Indexing Algorithms - IVF & Quantization · Topic 95

Residual Quantization (RQ)

Residual quantization (RQ) works in stages: first quantize the vector (e.g. to a codebook centroid), then quantize the residual (the error vector). Repeating this yields a multi-stage code that can achieve better compression vs. accuracy than a single-stage PQ. RQ is used in some high-recall ANN indexes where memory is constrained but distortion must stay low.

Summary

Stage 1: quantize x → c₁; residual r₁ = x − c₁. Stage 2: quantize r₁ → c₂; residual r₂ = r₁ − c₂; repeat. Stored as sequence of codes. Better reconstruction than single-stage PQ; more codebooks and decode cost. Compare to OPQ.
Pipeline: train codebooks per stage → encode by successive residual quantization → decode by summing centroids. Distance computed across stages (asymmetric or multi-table).
Trade-off: higher accuracy than single-stage PQ at similar bit rate; more complex build and distance. Product quantization (PQ) explained and how PQ compresses vectors into codes describe single-stage base.

Algorithm

At each stage, you have a residual vector (initially the original vector). You quantize it to the nearest centroid in that stage’s codebook, append the centroid index to the code, and set the new residual to the difference (residual minus centroid). The next stage quantizes this new residual with its own codebook. Decoding sums the centroids from all stages; the code is the concatenation of stage indices. Multiple stages allow the representation to refine the approximation, reducing distortion compared to a single codebook at the same total bit rate in many cases.

Trade-offs

RQ increases the number of codebooks and the complexity of distance computation (you need to combine distances across stages or use asymmetric distance). It is used in research and in some production systems that need very high recall with limited memory; plain PQ or OPQ is more common when simplicity and speed are priorities.
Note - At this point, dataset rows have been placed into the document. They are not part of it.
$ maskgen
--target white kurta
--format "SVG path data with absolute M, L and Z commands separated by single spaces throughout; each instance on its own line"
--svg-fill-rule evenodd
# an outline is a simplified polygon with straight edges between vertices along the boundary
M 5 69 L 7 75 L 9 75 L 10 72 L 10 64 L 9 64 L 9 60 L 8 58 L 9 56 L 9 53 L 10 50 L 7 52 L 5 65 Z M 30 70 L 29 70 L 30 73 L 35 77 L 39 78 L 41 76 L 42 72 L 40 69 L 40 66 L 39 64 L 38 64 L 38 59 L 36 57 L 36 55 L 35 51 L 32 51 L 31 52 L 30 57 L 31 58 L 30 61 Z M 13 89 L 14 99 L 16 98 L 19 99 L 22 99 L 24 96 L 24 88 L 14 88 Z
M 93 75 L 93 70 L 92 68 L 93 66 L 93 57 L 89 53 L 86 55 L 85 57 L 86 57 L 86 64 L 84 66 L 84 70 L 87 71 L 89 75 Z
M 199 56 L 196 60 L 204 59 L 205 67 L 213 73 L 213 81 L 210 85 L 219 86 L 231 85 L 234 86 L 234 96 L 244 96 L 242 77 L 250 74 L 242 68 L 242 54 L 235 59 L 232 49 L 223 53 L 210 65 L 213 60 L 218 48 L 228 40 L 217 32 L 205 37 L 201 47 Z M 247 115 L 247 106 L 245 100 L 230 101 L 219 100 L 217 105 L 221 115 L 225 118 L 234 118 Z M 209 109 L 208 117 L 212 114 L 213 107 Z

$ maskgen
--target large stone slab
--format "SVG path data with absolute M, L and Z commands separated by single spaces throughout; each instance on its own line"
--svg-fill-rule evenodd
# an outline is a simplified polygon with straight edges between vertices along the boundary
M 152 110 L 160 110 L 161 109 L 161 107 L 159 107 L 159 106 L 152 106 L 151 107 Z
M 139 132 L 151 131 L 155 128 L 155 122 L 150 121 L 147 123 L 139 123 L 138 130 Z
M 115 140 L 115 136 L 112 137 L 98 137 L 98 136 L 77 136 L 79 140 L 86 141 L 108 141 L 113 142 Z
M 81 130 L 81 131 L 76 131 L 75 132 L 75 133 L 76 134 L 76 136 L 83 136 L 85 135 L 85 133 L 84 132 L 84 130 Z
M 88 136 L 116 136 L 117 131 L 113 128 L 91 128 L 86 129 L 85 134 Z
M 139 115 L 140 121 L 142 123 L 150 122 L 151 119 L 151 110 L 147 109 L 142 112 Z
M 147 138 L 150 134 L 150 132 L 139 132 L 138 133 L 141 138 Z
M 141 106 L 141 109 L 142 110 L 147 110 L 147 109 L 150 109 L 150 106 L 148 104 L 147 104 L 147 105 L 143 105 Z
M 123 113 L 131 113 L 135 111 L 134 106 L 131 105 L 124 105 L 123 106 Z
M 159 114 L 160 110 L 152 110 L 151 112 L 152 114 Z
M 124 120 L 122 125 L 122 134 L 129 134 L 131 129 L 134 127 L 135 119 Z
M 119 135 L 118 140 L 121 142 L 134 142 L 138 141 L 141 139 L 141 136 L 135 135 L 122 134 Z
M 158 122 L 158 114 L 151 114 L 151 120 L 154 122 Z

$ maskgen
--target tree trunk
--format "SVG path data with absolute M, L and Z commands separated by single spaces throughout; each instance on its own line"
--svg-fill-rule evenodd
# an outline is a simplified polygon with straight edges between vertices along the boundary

Practical tip: consider RQ when PQ/OPQ recall is not enough and you can afford multi-stage training and distance. Trade-off between compression ratio and accuracy and how quantization reduces memory footprint apply; optimized product quantization (OPQ) is a simpler alternative that often suffices.

Frequently Asked Questions

How many stages in RQ?

Typically 2–4. More stages improve reconstruction but add codebooks and compute; diminishing returns after a few stages.

Is RQ the same as PQ with more subvectors?

No. PQ splits the vector into subvectors and quantizes each independently. RQ quantizes the full vector then the full residual; structure is sequential, not parallel.

How is RQ distance computed at query time?

Often by precomputing, per stage, the distance from the query to each centroid; then for each DB vector, sum the stage-wise distances for its codes. More expensive than single-stage PQ.

When to use RQ vs. OPQ?

OPQ improves PQ by rotation; RQ improves by multi-stage refinement. OPQ is simpler and widely supported; RQ when you need maximum accuracy at limited bits and can afford the cost.